Grandes consumidores de eletricidade ganham mais um ano para transitar para o mercado liberalizado

Grandes consumidores de eletricidade ganham mais um ano para transitar para o mercado liberalizado

 

Lusa/ AO online   Economia   27 de Dez de 2012, 09:34

O Governo adiou para o final de 2013 o prazo para os grandes consumidores de eletricidade deixarem o mercado regulado e transitarem para o liberalizado, o que é justificado como a necessidade de "flexibilizar" o processo e evitar "disrupções".

Os consumidores finais de muito alta tensão (MAT), alta tensão (AT) e média tensão (MT), sobretudo empresas, tinham até ao final deste ano para escolher um fornecedor no mercado, mas agora podem fazem fazê-lo ao longo do próximo ano.

Em declarações à Lusa, o secretário de Estado da Energia, Artur Trindade, explicou que a intenção é “manter alguma flexibilidade para que o processo de liberalização corra bem, com o mínimo de disrupções possíveis”.

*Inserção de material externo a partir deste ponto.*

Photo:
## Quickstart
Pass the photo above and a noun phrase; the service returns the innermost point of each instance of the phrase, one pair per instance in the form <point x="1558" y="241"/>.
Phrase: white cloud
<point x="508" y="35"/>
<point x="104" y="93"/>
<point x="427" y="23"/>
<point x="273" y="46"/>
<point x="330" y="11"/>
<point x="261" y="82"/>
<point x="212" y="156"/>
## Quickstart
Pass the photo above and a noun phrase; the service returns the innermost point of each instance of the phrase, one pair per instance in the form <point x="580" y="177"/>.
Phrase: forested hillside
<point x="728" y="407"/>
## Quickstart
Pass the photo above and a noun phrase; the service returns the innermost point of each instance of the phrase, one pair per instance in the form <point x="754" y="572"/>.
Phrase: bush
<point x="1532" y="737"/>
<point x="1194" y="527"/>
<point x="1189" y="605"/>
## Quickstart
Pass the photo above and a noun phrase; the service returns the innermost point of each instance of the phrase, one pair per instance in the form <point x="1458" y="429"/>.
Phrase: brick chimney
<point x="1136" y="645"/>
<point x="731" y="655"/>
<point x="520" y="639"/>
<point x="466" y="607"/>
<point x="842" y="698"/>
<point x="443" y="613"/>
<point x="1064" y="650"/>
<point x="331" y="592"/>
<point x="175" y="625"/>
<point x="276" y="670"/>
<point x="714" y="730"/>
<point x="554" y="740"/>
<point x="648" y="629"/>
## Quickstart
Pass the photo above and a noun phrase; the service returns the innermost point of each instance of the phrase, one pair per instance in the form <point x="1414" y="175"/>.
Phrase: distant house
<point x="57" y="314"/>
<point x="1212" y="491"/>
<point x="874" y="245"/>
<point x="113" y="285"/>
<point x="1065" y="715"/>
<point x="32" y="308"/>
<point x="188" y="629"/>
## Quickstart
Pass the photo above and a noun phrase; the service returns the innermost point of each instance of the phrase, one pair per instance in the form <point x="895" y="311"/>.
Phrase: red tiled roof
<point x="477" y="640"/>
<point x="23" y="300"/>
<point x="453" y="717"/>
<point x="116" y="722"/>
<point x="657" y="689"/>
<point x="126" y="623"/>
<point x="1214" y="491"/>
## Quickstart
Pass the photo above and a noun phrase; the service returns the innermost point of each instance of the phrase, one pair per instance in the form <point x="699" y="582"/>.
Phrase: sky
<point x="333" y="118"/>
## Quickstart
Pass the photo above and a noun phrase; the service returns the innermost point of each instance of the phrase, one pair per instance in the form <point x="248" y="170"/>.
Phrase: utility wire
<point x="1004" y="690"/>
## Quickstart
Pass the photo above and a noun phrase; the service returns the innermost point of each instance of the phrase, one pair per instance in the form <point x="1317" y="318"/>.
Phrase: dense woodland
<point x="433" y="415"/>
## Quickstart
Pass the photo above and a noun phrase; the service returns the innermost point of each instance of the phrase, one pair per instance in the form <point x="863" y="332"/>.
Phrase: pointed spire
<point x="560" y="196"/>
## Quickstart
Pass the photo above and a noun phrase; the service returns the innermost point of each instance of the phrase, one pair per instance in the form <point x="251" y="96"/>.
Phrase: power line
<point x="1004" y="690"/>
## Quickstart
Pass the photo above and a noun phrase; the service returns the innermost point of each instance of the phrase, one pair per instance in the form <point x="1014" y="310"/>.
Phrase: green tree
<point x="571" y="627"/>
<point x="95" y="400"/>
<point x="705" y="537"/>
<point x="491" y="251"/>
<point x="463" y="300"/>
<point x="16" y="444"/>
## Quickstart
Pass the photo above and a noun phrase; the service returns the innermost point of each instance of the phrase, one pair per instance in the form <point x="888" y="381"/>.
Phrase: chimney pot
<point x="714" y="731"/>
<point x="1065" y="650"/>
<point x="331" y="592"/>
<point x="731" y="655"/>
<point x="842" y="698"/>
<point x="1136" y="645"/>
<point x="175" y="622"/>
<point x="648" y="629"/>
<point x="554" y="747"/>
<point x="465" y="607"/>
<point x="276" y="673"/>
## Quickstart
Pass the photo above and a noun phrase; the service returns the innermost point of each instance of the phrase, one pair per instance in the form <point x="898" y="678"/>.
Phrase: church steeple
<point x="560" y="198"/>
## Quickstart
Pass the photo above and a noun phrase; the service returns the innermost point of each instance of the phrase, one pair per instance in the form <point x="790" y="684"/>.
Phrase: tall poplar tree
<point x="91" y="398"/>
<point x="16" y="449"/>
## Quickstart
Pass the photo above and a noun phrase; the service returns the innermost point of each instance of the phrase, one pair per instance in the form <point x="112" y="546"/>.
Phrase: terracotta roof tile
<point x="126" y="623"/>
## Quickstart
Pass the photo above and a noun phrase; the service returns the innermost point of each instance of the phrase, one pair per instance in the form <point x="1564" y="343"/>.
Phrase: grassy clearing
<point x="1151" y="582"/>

“Este tipo de clientes inclui hospitais, escolas, piscinas municipais e edifícios públicos em que para escolher um fornecedor tem que se organizar um concurso público”, explicou o governante, adiantando que leva tempo mudar para um operador do mercado liberalizado.

Artur Trindade defendeu à Lusa que “o processo está a correr bem”, realçando que a liberalização dos grandes consumos está, em todos os segmentos, “muito perto dos 80%”.

“Estamos com um sucesso muito elevado na transição para o mercado. Não há razão para criar um problema social por uma questão de meses”, disse, adiantando que, se o prazo não fosse alargado, "esses clientes iriam ficar sem eletricidade".

O secretário de Estado da Energia explicou ainda que o regulador (ERSE) pode determinar a cessação do prazo, por segmentos, assim que o número total de clientes finais de eletricidade fornecidos em regime de mercado livre atinja a percentagem de 90%.

“Os comercializadores de último recurso devem, até 31 de dezembro de 2013, continuar a fornecer eletricidade a consumidores finais com consumos em MAT, AT e MT (…) que não tenham contratado no mercado livre o seu fornecimento”, lê-se no despacho publicado em Diário da República, no final de novembro.

Esta é a segunda vez que o calendário para os grandes clientes deixarem definitivamente as tarifas reguladas é alterado, uma vez que o prazo chegou a ser 31 de dezembro de 2011.